Which made her performance on Sunday afternoon in the quarterfinal round of the Finch’s Aces Fall Invitational that much more exceptional.
McClain gutted through five innings and kept the damage to a minimum while her fourth-seeded East Coast Tsunami 18U Gold teammates got the offense humming early en route to a 7-4 victory over the fifth-seeded EC Bullets 16U White at Diamond Nation in Flemington.
“Honestly I try to tough it out the best I can,” said McClain, a Randolph sophomore who said her pain level was a 7 on a 1-10 scale while allowing four runs on seven hits and no walks with three strikeouts.
“I can feel it on my release, but when I’m batting is when it hurts the most,” she said. “I make sure I’m staying in touch with my coaches and if it’s getting too bad we’ll make some changes.”
But McClain never asked for relief. She gave up a pair of runs in the second and fourth innings but otherwise kept the Bullets at bay with fastballs, drops and changeups. She stranded runners at third in the first and third innings, and she pitched a clean fifth to squash the Bullets’ hopes.
“I thought she played amazing today,” said Tsunami catcher Katie Gronda, a senior at Passaic Tech. “I know during the summer she wasn’t even able to throw a ball. To see how far she’s come, averaging 52 miles an hour, is amazing. Her pitching today was on point. She was hitting her spots inside, outside, up, down. I’m very proud of her.”
“Kay is Steady Eddie,” Tsunami coach B.J. Martin said. “She doesn’t get too high, doesn’t get too low. Nothing rattles her. She mixes her pitches well, and the most important thing is she’s confident and she owns the mound.”
The Tsunami saw its tournament ride cut short by Finch’s Aces 18U-Cahill in the semifinals and finished the weekend 2-3.
Kayleigh McClain ignored pain in her wrist and lasted all five innings for the East Coast Tsunami.
The Bullets, who in pool play lost to the Tsunami, 1-0, and suffered a heartbreaking 7-5 loss to eventual champion Central PA Havoc Elite, concluded their weekend 0-4.

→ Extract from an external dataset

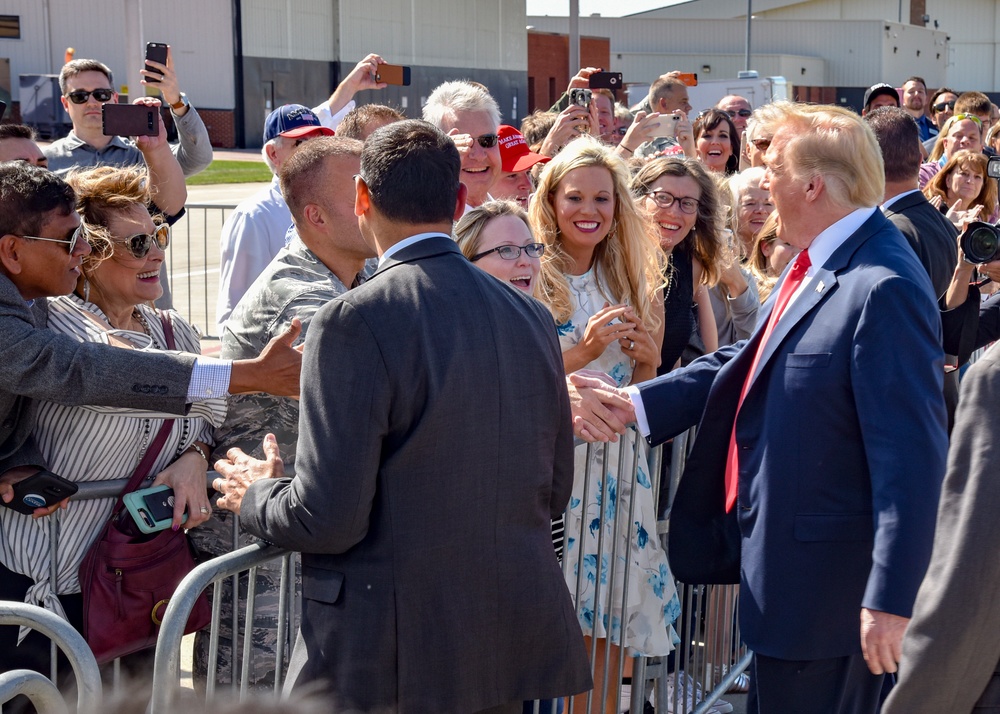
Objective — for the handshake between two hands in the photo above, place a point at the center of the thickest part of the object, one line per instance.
(600, 409)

The Tsunami set the tone early in the quarterfinal with four runs in the bottom of the first inning, ensuring there would be no repeat of their narrow pool play victory over the Bullets from Saturday.

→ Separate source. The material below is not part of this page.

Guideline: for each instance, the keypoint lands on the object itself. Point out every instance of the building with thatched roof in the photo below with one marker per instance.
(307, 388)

Katie Gronda ignited the four-run rally with an RBI groundout, Emma Politz stroked an RBI single, and Olivia Blanco capped her nine-pitch at bat with a ringing, two-out, two-run single.
“Even though we beat them yesterday, we felt we should have done better,” Gronda said. “We worked on the things we didn’t do correctly, and we came in here not with the confidence we won yesterday, but with a vengeance we should have beaten them more. Intensity the whole game was very high and that’s what put us over the edge.”
The Bullets responded in their next at bat by cutting their deficit in half, as Ashley Diaz and Madi Saraceno both scored on a two-out infield error in the top half of the second.
The Tsunami was not done building its lead. Gronda added an RBI single in the third inning, and in the fourth, Blanco drove in a run with a groundout and Rebecca Dasti added a sacrifice fly for a 7-2 lead.
The Bullets’ last offensive gasp came in the fourth, as Diaz scored from first on an infield throwing error and Cait Leay tacked on an RBI single.
Luci Magnotta pitched well in relief for the Bullets, throwing 2⅔ scoreless innings with no hits or walks allowed and two strikeouts.